The competition was underway when the arts council administration received orders from the district coordination officer’s (DCO) orders to vacate the premises for a PML-N workers’ convention which was to be addressed among others by adviser to Punjab Chief Minister Zulfiqar Ali Khosa and member National Assembly (MNA) Hamza Shahbaz Sharif. Following the orders, policemen reached the spot and forced the children out of the building. The competition was scheduled to end at 2:30 pm but was stopped at around 12:30 pm.
The participating children who belonged to several private schools in the district had to wait outside the auditorium for around two hours. Aasma, a grade five student, told The Express Tribune that she had asked her parents to pick her up at around 2 pm.She said that now she would have to wait outside the auditorium for two hours. The convention was originally planned at the Circuit House but the venue was changed at the eleventh hour owing to the limited capacity there.

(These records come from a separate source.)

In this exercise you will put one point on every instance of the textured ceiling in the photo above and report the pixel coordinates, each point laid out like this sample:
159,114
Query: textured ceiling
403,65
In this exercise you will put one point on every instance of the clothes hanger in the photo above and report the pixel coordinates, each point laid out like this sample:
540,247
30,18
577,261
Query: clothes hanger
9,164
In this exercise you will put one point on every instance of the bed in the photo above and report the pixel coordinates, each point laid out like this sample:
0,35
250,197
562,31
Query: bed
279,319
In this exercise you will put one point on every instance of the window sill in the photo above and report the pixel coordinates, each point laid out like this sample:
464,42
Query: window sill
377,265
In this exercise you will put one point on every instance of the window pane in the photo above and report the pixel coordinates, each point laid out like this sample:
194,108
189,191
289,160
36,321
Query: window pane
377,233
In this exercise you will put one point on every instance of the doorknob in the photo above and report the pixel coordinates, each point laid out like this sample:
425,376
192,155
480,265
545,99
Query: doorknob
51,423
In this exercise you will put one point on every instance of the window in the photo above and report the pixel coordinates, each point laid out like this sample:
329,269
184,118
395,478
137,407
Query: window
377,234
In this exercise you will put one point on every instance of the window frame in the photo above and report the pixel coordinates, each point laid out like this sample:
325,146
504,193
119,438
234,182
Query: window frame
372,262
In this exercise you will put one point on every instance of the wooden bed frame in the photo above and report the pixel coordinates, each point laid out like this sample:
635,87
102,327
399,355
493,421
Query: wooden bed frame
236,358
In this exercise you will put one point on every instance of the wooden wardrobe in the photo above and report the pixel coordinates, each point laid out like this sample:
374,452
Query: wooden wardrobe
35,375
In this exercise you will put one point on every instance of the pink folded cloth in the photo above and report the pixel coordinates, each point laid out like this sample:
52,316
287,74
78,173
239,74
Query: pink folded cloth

In the end, the Arts Council auditorium with a capacity to seat 500 people also proved inadequate to accommodate the PML-N workers. Some of them reportedly clashed with the policemen in a rush to get seated in the front rows. Arts Council resident director Asif Chaudary told The Express Tribune that the DCO had contacted him after the children’s competition had begun. He said that the first half of the competition and a prize distribution ceremony did take place and only some of the performances were affected by the urgent orders. “We usually have some time between two events to clean the auditorium, but with the DCO giving us a short notice we could do no better than just vacate the premises and hand it over,” Chaudary said.
He said that there was no untoward incident and the only inconvenience caused was to the children who had to wait to be picked up for some time. All Pakistan Private School Unity representative Chaudary Muhammad Tahir said that the evacuation notice was sudden and they were not even halfway through the event.
He said that a number of children had to wait for their pick ups in scorching heat outside the auditorium. “The children had been preparing for the event for many days and were very disappointed to receive the evacuation notice,” Tahir said. The singing competition was a joint venture of the Arts Council and All Pakistan Private Schools’ Unity. The first round of the competition was held at the participating schools. Yesterday’s event was the second and last round.
Published in the Express Tribune, May 20th, 2010.